Although plans are still underway to begin the rejuvenation project on Lincoln Road, the city of Miami Beach's BID has currently shifted its focus on a recovery plan designed to support their businesses and protect their visitors. Though some may be worried about how streets like Miracle Mile and Lincoln Road will fare in a post-pandemic world, thanks to the calculated urban planning done by Terranova and other developers, these locations are poised to not only survive, but thrive in the "new normal." Although the dip in tourism revenue may seem like a cause for concern for these highly popular locations, recent studies have shown that half of the country is expected to take a road trip within the next three months with Miami being number three on the top 17 most desirable destinations.

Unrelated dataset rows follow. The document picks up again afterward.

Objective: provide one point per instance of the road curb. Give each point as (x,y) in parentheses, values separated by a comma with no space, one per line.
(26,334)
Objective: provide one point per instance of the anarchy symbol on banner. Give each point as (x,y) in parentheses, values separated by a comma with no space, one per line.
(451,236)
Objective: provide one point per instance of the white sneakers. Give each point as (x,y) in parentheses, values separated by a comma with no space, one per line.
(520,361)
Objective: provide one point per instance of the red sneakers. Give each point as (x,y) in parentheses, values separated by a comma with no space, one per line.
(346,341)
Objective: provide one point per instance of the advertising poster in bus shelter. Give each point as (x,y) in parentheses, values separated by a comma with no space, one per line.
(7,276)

In addition to this, their commitment to local restaurants and easy communal spaces mean that much of their yearly pedestrian traffic is local, and research has shown that while people desire to begin pursuing the same pastimes as they did prior to the pandemic, they are more likely to visit outdoor locations with cultural offerings rather than indoor destinations, making the lack of street traffic, widened sidewalks, and outdoor dining of Miracle Mile and Lincoln Road the ideal location to begin venturing out in a safe, open-air environment.
There are still many unknowns as to what will come within the next year, but without a doubt people will be seeking more connection, not less. By investing in spaces that combine living, working, and playing together, Terranova is catering to this need, and Bittel has said of their choices for development: "we take the philosophy that if we do what's good for the community, it's also good for our property."